Cloud computing and security are seen as the next big growth opportunities as AT&T transitions to managed services for its enterprise customers. In particular, AT&T plans to partner with cloud service providers as well as providing cloud services over their own managed IP network that leverages performance, reliability and security. During the Analyst Day webcast, AT&T said, “Virtualization and mobilization are driving the need for a ubiquitous, dense wireline footprint solutions that bundle cloud with connectivity (AKA Cloud Networking), symmetrical bandwidth, and security through active network management.”
Century Link/Savvis and Verizon/Terremark are recognized cloud leaders each having very solid cloud computing with managed IP VPNs for delivery of cloud services.

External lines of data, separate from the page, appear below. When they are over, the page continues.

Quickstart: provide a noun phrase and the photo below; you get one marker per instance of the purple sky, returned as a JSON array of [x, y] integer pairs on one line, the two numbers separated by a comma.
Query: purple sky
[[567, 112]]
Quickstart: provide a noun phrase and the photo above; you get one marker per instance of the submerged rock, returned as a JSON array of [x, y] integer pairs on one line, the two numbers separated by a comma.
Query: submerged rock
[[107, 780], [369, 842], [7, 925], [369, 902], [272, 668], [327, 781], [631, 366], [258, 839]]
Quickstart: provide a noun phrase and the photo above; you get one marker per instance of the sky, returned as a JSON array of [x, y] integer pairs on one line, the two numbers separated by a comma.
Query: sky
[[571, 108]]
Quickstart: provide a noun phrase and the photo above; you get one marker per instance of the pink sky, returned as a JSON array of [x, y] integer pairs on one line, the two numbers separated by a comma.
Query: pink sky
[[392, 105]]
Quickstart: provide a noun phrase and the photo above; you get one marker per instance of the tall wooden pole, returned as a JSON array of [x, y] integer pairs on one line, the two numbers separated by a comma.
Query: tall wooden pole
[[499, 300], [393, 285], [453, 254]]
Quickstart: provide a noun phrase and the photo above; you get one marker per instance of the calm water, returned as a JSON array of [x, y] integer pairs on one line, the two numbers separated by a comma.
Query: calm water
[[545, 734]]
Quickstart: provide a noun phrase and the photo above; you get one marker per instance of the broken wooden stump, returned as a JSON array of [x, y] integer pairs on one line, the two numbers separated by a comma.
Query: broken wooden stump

They will now have much more competition from AT&T in the cloud space.
Additional information on U-Verse:
As indicated in the graph below, AT&Ts broadband market share is growing in areas where U-Verse is available to residential customers.

U-Verse has delivered 5 years of top line growth for AT&T:
- $9.5B revenues, which are growing 38% Year over Year
- 7.1M IP broadband subscribers, with 2.5M added in last 12 months
- 4.3M IPTV subscribers, 760K gained in last 12 months
- 18% U-verse video penetration; 23% U-verse broadband penetration
- ~$170 ARPU for U-verse triple-play service bundle
At a Wells Fargo investment conference on November 8th, AT&Ts VP & CFO John Stephens said that AT&T evaluated commercial buildings with six tenants or more to determine whether they should get fiber connected. Considerations included: distance from AT&Ts central office (CO), cost efficiency and build-out cost.
A huge side benefit for AT&T is that once the fiber to the building is installed and AT&T owns the right of way, the company will install Distributed Antenna Systems (DAS) along the fiber route to provide increased 3G/LTE wireless coverage. The DAS’s would use fiber backhaul to AT&Ts CO. Mr. Stephens hinted that DAS’s (deployed along the fiber-to-the-building route) might also be used for broadband wireless offload, but did not disclose any details how that might work or be configured.
[Infonetics analyst Stéphane Téral recently said in an email, “The majority of operators are still using distributed antennas (DAS) in their mobile networks for coverage, and despite all the talk about using small cells to boost capacity in large venues, operators we interviewed believe DAS will remain a fundamental tool for malls, airports, stadiums and the like.”]
Mr. Stephens was both enthusiastic and confident during his presentation. He said, “AT&T is investing in tried and true things we know. We are moving away from PSTN and torward an all IP network platform for delivery of all telecom services including voice.”
Closing Comment:
During its November 7th Analyst Day webcast, AT&T CEO Randall Stephenson echoed Mr. Stephens confidence, “These are things we’ve done before – logical extensions of proven technologies and already successful businesses. We are very confident in our ability to execute this plan.”